Aun, cuando el alcalde era seleccionado por el Presidente de la República, prosperaron feos vicios en el Concejo de Bogotá, a la sombra de la potestad coadministradora que le permitía incrustarse en los establecimientos descentralizados y a sus miembros hacerse a una suculenta cuota de poder. Tales vicios se extremaron con el correr de los años, en forma que dejaron de constituir medroso secreto sus corruptelas, tristemente compartidas por funcionarios deshonestos y venales.

Ahora se les presenta a los habitantes de Bogotá la oportunidad de elegir concejales y ediles auténticamente representativos, honrados y decentes. No hayan de quejarse después de haberse apuntado a cartas manchadas o de haberse situado al margen. Un buen Concejo sería prenda de eficiencia y pulcritud en el manejo de la cosa pública, recargada por la tugurización y miseria de tantas zonas. Pero es claro que se necesita una cabeza en la administración, una persona idónea, competente y reflexiva al timón de la nave. En una palabra, un alcalde.

A dónde lleva el camino? Por primera vez el enfrentamiento no es entre un liberal y un conservador. Lo va ser entre el candidato lanzado por el primero de estos partidos con la aquiescencia de diversas fuerzas políticas y el académico de la franja independiente e inconforme que aparentemente ha perdido su confianza en las colectividades tradicionales.

Como quien dice, un candidato de castigo, un nombre nuevo e impredecible, cuya primera credencial, aparte de su trayectoria profesoral, es la de no haber participado en la administración pública ni en las luchas políticas. Bisoño en tales menesteres, aunque con facilidad de comunicarse a través de gestos espectaculares y palabras prudentes.

Pese a la longitud de la campaña preparatoria, apenas comienza en serio y a enseriarse. Lo importante no es ya atraer las miradas, sino explicar cuál será la suerte de Bogotá en el mandato de cualquiera de los dos. A los pueblos, como a las individuos, les provoca en ocasiones jugar a la aventura. Más vale sin embargo atenerse a lo seguro, probado y previsible.

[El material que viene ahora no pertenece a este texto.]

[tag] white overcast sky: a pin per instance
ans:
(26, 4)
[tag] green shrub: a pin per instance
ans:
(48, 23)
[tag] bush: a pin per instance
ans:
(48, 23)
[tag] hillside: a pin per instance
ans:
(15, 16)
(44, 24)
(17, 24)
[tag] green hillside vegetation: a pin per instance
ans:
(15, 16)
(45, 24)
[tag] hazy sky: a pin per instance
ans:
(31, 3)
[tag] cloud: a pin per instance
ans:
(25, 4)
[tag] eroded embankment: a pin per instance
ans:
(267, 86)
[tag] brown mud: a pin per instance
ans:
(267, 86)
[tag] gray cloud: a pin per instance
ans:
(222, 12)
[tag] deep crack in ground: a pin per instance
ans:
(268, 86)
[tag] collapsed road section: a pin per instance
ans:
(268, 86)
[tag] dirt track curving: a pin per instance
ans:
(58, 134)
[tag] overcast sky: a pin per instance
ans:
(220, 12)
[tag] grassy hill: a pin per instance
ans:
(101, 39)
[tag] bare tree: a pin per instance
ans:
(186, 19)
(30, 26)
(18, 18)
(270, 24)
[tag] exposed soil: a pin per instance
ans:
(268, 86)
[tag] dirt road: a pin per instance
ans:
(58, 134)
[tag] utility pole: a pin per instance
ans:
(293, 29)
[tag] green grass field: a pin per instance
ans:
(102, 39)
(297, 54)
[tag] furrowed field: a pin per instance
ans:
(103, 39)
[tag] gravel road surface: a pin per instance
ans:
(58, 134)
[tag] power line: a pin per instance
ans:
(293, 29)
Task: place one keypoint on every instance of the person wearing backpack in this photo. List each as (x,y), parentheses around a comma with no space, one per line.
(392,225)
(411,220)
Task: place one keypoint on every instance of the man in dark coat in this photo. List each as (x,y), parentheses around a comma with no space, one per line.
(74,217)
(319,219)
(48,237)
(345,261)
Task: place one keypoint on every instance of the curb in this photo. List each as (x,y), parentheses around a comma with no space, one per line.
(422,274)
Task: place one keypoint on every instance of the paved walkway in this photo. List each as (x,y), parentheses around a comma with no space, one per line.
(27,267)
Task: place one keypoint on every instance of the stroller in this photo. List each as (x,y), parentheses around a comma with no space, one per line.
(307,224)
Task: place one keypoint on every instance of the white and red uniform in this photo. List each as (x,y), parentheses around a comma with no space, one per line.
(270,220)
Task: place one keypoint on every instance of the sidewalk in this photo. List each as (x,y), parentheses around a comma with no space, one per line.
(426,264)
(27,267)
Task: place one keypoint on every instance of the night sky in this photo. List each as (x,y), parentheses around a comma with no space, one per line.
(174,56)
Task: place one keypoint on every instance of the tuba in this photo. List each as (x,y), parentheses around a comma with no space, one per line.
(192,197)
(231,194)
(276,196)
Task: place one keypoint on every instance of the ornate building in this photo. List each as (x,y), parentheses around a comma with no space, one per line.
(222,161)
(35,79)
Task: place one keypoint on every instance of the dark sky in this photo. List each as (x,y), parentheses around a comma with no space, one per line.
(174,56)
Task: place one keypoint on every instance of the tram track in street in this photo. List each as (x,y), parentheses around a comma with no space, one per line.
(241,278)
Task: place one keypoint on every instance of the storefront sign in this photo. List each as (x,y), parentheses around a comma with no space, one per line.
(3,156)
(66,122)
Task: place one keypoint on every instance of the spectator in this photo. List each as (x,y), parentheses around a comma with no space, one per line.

En el presente caso, a quien ha demostrado más conocimiento de los problemas de la capital de la República y más tiempo lleva dedicado a estudiarlos. No por liberal, ni por estar formando una coalición pluripartidista de fuerzas vivas, sino por lo que es y se propone hacer, la balanza se inclina resueltamente en favor de Enrique Peñalosa Londoño.

A Atanas Mockus, a quien un desplante le abriera las puertas de la celebridad, otros destinos le están reservados, junto con la posibilidad de adquirir experiencia en la administración y el gobierno. No hayan de determinar las encuestas la conciencia de los ciudadanos.

En el resto de los municipios, el cotarro se advierte muy agitado. No se oculta a los vecinos de cada lugar la importancia de contar con alcaldes y cabildos de entera confiabilidad por sus luces y virtudes. Si los partidos históricos aspiran a perpetuarse, deben caer en la cuenta de que actualmente el régimen democrático y además descentralizado comienza por ahí. Como sus deformaciones, corrupciones y equivocaciones.